Sergey Zavalnyuk/Dreamstime


In its latest healthy intake dietary guidelines, the U.S. government recommends that Americans avoid whole fat dairy products and instead consume fat-free and low-fat (1 percent) dairy, including milk, yogurt, and cheese. A new prospective cohort study published in The Lancet suggests that the government's recommendation is bunk.

The study followed the eating habits of more than 130,000 people for more than 9 years. It found that folks who consume higher levels of whole fat dairy products actually lowered their overall mortality and cardiovascular disease risks compared to those who consumed lower amounts or none.

As the study notes, nutritionists have long recommended that people minimize their consumption of whole-fat dairy products on the ground that they are a source of saturated fats and are presumed to adversely affect blood lipids and increase cardiovascular disease and mortality. On the basis of this study, that recommendation is exactly backward: Consuming less whole fat dairy is associated with higher cardiovascular and mortality risk.
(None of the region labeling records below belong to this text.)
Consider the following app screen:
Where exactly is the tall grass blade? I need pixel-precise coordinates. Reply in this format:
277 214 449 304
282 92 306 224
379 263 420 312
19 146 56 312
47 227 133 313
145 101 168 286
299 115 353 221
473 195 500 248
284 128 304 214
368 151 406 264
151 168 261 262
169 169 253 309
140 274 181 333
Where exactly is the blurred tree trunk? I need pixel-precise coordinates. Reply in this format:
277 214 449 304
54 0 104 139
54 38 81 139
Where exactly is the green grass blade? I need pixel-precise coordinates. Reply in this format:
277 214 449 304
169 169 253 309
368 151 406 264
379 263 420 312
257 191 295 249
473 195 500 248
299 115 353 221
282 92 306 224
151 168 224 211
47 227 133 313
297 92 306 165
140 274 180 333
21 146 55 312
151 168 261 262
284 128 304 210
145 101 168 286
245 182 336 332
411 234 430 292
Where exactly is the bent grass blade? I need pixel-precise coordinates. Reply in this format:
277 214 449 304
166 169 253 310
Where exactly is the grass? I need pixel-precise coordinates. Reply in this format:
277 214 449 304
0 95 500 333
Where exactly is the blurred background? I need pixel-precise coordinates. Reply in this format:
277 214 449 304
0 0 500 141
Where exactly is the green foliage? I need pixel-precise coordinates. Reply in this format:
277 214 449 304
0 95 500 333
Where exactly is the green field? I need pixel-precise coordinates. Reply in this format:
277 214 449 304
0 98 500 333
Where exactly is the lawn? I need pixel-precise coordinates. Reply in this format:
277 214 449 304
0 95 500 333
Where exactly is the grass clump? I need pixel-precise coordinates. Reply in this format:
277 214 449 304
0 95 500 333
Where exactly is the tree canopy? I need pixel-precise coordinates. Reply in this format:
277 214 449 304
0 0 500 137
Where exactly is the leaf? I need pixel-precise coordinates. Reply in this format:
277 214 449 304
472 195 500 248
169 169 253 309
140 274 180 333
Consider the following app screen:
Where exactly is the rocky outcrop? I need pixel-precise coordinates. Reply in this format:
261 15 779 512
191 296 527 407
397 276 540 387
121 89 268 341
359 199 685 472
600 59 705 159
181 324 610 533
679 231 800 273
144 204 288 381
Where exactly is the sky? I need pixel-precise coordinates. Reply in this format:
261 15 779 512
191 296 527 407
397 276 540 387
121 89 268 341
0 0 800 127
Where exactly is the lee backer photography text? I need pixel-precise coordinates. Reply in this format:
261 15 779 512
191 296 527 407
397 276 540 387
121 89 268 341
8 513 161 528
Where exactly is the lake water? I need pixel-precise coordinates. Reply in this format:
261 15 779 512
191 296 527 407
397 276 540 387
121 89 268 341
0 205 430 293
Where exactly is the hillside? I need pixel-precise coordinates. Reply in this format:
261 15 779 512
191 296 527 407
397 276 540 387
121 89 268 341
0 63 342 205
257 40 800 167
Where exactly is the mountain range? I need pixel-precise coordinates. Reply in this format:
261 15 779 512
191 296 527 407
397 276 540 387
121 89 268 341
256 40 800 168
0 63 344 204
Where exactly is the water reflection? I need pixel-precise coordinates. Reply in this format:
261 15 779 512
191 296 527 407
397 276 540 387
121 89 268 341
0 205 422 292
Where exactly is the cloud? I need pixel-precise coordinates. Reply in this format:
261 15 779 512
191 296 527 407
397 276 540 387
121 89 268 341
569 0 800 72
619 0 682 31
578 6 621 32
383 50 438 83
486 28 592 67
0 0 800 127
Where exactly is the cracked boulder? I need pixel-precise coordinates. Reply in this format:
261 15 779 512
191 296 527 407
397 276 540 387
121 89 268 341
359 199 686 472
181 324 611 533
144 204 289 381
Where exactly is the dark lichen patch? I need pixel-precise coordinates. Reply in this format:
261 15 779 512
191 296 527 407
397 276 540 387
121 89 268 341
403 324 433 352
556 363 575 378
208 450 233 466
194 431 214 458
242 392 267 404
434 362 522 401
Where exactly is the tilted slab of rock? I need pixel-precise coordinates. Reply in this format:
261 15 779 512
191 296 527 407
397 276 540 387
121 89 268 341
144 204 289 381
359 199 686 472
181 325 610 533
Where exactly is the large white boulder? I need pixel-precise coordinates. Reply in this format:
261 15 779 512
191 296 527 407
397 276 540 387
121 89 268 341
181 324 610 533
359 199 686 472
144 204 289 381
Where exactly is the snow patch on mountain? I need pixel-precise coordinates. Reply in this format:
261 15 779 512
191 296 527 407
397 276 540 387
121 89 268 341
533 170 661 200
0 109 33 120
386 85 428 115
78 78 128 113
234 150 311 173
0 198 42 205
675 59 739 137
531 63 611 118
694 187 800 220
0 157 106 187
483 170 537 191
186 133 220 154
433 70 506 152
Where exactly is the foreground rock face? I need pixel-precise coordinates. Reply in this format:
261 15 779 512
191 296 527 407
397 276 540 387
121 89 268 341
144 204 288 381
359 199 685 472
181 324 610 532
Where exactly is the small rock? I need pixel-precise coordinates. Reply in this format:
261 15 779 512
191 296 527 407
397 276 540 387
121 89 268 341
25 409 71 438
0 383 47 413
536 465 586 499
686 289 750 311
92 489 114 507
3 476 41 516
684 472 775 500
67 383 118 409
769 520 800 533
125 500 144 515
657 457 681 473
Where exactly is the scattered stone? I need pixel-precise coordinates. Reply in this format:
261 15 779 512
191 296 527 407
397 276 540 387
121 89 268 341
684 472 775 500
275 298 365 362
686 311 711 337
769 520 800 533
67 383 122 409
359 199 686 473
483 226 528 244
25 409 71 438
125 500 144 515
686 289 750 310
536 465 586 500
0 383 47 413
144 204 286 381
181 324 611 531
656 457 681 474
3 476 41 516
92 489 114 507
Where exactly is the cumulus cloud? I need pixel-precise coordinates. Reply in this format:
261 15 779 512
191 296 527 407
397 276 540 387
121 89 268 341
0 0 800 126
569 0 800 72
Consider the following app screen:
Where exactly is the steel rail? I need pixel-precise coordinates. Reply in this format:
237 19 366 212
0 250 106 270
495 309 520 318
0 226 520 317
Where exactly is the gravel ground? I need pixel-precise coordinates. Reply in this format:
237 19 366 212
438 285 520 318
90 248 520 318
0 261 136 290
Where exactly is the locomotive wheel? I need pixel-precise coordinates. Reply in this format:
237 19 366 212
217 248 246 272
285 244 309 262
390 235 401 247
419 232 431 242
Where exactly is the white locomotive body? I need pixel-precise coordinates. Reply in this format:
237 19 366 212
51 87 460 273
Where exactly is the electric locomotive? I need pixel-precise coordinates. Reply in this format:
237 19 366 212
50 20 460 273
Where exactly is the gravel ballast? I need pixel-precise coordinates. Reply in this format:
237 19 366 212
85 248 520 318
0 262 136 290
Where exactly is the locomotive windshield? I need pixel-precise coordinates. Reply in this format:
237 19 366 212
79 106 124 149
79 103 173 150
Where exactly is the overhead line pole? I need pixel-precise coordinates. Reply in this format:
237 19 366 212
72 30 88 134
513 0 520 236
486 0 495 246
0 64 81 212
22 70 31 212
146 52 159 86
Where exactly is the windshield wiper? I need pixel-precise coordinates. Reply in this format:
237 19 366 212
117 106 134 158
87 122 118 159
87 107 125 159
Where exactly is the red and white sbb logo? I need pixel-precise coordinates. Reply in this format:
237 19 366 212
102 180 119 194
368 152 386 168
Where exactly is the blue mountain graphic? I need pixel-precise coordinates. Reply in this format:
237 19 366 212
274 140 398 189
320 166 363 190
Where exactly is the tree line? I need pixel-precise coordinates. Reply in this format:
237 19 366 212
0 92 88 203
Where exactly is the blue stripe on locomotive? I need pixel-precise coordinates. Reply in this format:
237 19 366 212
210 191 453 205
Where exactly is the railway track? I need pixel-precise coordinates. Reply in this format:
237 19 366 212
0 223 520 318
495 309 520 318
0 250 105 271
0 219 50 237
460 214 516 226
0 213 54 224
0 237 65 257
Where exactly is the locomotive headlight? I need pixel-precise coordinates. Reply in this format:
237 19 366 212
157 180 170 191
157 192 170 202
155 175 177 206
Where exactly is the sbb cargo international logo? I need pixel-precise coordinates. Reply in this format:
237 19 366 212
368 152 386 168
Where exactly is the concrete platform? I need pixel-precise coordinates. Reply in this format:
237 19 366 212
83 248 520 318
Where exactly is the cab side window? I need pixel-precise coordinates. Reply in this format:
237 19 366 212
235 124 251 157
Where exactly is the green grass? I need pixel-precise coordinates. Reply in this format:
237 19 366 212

How much lower? Eurekalert reports that "among those who consumed only whole-fat dairy, higher intake (mean intake of 2.9 servings of whole fat dairy per day) was associated with lower rates of total mortality (3.3% vs 4.4%) and major cardiovascular disease (3.7% vs 5.0%), compared to those who consumed less than 0.5 servings whole-fat dairy per day."

While the results of all nutrition research should be taken with a grain of salt**, The Lancet's new study reinforces recent arguments that what passes for nutrition "science" is in desperate need of radical reform.

(* Apologies to the American Dairy Association's 1980s advertising compaign.)

(** Though the government's salt consumption recommendations are most likely bunk too.)